Auf Deutsch: Betrachte eine Athletin mit einer Störung, die ihr einen höheren Testosteronspiegel beschert. Muss sie so behandelt werden, dass ihr Testosteronspiegel dem einer durchschnittlichen Frau gleicht? Oder darf sie am oberen Rand der Werte sein? Und wie oft muss sie getestet werden, damit man sicher ist, dass sie sich an die Behandlung hält?
Wie Intersex and the City darlegt, sind die Olympischen Spiele auch eine Plattform für die physischen Fähigkeiten natürlicher menschlicher Körper – deswegen ist der Einsatz von Doping verboten, ebenso der von Prothesen, deswegen darf Michael Phelps trotz seiner großen Füße mitschwimmen und Menschen mit Genmutationen, die ihnen den Aufbau von mehr Muskelmasse oder bessere Verwertung von Sauerstoff erlauben, wurden bisher nicht von Wettkämpfen ausgeschlossen. Nun soll es auf einmal leistungsmindernde Maßnahmen geben?
In Zukunft werden wir dank verbesserter Technik noch häufiger feststellen, dass Athlet_innen genetische Vorteile haben, es wird mehr künstliche Körperteile geben und bessere (Gen-)therapien. Immer wieder werden wir uns fragen müssen: Was ist fair?
Sehr empfehlenswert ist auch der gestern erschienene Artikel von Oliver Tolmein auf faz.net.
„Was ist fair?“
Genau. Und so wie es z.B. beim Boxen Gewichtsklassen gibt, gibt es halt eine Klassifizierung nach Geschlecht, weil die sich (bisher) als zumeist richtig erwiesen hat, wenn es z.B. um die Muskelmasse geht. Ist so wie im Leben: Bekommt man die Goldmedaille für genetischen Vorteil? Besseres (teureres?) Training? Härteres Training? Stärkeren Willen? Wird mit Medaillen die beste Leistung gemessen? Wenn, dann ja wohl nur, wenn die Klassen einigermaßen eng gefaßt sind, und da wird eine Testosteronanalyse eben unter Umständen eine Option.

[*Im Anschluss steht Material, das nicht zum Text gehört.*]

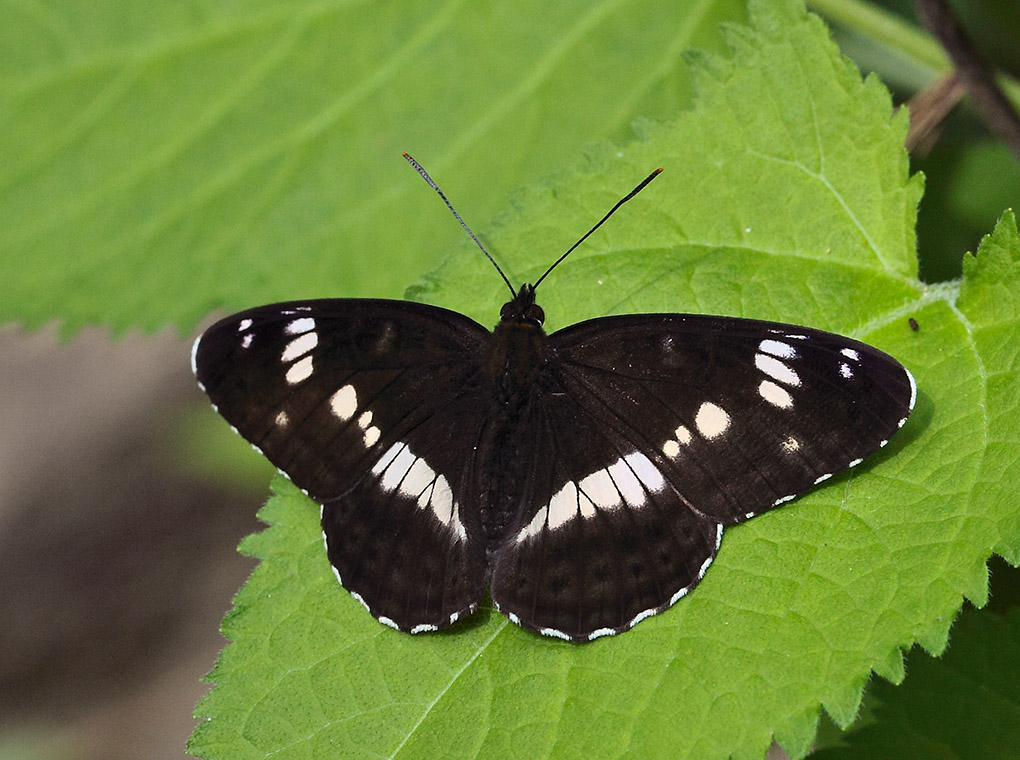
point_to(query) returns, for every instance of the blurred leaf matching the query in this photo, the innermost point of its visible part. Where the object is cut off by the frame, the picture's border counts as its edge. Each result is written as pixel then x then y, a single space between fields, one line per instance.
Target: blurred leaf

Mir fällt da immer nur ein: Wenn ein Mädchen von klein auf immer beigebracht bekommt, sie werde selbst bei besten physischen Voraussetzungen niemals unter 10 Sekunden auf 100 Meter kommen, und zwar ihrer biologischen Beschaffenheit wegen, stehen ihre Chancen wahrscheinlich ziemlich niedrig, das dann entgegen aller Erwartungen zu schaffen. Wenn ich meinen Kindern, so ich welche hätte, beibrächte, dass sie, weil sie blond sind, dumm wie Bohnenstroh wären, werd ich sicherlich nicht der Vater der neuen Hannah Arendt oder des neuen Wittgenstein.